Fig. 6.112 Movements generated by myotomes.
Clinical app
Testing sensory innervation carried by major peripheral nerves in the lower limb
In addition to innervating major muscle groups, each of the major peripheral nerves originating from the lumbar and sacral plexuses carries general sensory information from patches of skin (Fig. 6.113). Sensation from these areas can be used to test for peripheral nerve lesions:
The obturator nerve innervates the medial side of the thigh.
The tibial part of the sciatic nerve innervates the lateral side of the ankle and foot.
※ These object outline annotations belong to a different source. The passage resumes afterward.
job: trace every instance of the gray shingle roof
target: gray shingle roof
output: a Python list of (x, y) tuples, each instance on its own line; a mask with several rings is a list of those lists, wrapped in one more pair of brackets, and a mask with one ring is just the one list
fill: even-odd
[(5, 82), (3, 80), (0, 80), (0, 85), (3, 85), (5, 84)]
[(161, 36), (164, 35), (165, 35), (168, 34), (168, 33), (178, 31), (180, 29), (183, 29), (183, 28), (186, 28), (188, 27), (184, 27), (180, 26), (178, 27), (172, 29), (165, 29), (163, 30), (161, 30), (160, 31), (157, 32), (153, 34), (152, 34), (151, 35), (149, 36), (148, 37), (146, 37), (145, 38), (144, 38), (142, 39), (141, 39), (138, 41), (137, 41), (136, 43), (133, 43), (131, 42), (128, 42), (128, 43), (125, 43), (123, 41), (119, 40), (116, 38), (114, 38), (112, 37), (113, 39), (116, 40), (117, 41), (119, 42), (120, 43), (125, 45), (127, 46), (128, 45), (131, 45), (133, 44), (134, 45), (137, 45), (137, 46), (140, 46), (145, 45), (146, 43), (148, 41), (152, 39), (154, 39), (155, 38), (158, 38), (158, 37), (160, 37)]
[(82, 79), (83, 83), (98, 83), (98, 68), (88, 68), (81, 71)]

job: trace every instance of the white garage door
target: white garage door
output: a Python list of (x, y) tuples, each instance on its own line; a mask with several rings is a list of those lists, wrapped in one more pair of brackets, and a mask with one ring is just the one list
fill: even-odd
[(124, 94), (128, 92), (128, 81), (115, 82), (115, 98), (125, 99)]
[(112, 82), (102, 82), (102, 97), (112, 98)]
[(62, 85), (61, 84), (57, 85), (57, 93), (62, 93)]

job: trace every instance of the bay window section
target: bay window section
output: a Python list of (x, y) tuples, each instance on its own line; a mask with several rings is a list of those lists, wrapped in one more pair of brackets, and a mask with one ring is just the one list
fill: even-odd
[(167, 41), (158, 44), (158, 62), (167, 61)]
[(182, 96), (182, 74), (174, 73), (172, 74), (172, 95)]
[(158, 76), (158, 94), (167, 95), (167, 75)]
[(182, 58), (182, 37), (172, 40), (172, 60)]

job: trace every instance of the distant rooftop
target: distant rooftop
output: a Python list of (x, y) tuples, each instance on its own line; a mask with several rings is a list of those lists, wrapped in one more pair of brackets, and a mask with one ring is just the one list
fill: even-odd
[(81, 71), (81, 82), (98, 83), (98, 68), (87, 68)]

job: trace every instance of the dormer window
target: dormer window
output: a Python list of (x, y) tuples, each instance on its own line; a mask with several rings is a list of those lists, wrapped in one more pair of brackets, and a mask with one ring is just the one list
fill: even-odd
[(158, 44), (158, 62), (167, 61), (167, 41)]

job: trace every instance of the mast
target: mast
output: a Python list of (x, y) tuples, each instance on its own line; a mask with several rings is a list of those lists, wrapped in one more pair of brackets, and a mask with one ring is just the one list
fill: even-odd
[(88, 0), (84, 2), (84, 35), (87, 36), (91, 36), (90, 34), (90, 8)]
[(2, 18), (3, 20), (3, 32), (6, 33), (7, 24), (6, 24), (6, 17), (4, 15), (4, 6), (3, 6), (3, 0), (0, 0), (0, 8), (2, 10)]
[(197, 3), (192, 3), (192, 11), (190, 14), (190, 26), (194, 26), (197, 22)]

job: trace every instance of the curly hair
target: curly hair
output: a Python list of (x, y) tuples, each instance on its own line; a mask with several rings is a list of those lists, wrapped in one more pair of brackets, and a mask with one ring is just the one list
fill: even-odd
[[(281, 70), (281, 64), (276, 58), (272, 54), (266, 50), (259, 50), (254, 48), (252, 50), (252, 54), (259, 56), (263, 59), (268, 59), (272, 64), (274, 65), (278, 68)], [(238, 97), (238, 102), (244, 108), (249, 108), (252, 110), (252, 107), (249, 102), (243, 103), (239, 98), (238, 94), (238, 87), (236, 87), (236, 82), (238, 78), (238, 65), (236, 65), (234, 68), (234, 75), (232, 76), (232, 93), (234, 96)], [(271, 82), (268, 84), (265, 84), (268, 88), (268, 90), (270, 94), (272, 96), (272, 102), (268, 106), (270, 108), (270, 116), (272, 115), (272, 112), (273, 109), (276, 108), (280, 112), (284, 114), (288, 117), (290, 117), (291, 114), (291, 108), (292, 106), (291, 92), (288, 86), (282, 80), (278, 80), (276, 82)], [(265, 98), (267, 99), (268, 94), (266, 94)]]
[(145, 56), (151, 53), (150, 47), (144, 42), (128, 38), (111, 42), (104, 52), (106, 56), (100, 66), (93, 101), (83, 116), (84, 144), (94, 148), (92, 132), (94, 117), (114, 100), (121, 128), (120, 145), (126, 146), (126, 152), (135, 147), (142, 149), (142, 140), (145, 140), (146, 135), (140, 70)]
The common fibular nerve innervates the lateral side of the leg and the dorsum of the foot.
Clinical app
Tendon taps in the lower limb
In an unconscious patient, both somatic sensory and somatic motor functions of spinal cord levels can be tested using tendon reflexes:
A tap on the patellar ligament at the knee tests predominantly L3 and L4.
Clinical app
Gait and gait defects
The body’s center of gravity lies just anterior to the anterior edge of the SII vertebra in the pelvis. During walking, many anatomic features of the lower limbs contribute to minimizing fluctuations in the body’s center of gravity and thereby reduce the amount of energy needed to maintain locomotion and produce a smooth, efficient gait (Fig. 6.114). They include pelvic tilt in the coronal plane, pelvic rotation in the transverse plane, movement of the knees toward the midline, flexion of the knees, and complex interactions between the hip, knee, and ankle. As a result, during walking, the body’s center of gravity normally fluctuates only 5 cm in both vertical and lateral directions.
Fig. 6.114 Some of the determinants of gait.
Any pathology that alters the determinants of gait changes the gait pattern and increases the amount of energy required to walk.